Seit vielen Jahren gibt es Streit über das Europäische Asylsystem. Nach langem Stillstand kommt nun Bewegung in die geplante Reform. Grundsätzlich einigten sich EU-Innenminister und Innenministerinnen bereits im Juni auf Eckpunkte. Einer Krisenverordnung als Teil der Reform stimmte der EU-Rat am Mittwoch zu. Die Katholische Nachrichten-Agentur (KNA) beantwortet die wichtigsten Fragen zu der geplanten Reform.

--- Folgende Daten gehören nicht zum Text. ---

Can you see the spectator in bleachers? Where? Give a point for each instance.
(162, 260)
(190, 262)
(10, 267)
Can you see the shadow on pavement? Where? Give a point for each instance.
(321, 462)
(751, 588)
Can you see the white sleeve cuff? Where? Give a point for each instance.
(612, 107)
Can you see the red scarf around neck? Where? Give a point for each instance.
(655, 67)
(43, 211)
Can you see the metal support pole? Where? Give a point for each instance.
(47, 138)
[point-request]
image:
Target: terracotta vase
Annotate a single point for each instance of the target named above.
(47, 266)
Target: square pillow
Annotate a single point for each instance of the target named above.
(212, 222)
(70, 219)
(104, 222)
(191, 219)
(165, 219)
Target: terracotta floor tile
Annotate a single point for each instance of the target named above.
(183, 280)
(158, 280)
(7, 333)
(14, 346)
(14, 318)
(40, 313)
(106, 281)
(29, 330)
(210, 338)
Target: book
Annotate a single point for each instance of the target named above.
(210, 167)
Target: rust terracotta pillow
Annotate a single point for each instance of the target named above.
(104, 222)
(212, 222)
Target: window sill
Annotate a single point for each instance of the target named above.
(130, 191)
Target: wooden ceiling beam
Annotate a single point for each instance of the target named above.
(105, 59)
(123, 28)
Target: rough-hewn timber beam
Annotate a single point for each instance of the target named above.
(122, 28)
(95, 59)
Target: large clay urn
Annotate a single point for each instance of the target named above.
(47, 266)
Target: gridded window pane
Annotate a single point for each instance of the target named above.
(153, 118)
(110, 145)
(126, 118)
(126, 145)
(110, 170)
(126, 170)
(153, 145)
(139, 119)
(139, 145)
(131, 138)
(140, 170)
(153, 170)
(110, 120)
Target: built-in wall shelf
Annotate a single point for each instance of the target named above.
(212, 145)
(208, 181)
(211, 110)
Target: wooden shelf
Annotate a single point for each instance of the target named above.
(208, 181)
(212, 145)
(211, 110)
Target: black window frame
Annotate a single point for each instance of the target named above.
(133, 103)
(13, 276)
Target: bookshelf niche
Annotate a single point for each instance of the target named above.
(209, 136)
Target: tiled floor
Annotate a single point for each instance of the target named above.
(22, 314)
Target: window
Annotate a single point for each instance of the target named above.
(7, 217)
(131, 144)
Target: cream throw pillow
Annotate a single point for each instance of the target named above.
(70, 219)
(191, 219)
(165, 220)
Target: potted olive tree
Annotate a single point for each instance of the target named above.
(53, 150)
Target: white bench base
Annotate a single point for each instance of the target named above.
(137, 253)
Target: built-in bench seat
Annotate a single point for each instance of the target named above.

Ziel des GEAS ist die Angleichung der Asylsysteme der EU-Mitgliedstaaten, damit jeder Asylsuchende gleichbehandelt wird. Es setzt sich aus mehreren europäischen Rechtsakten zusammen. Kernstücke sind unter anderem Mindeststandards für den Zugang und die Durchführung von Asylverfahren sowie für die Unterbringung und Versorgung von Asylsuchenden in den EU-Mitgliedstaaten. In der sogenannten Dublin-Verordnung wird geregelt, welcher EU-Mitgliedstaat für die Durchführung der Asylverfahren einer Person zuständig ist.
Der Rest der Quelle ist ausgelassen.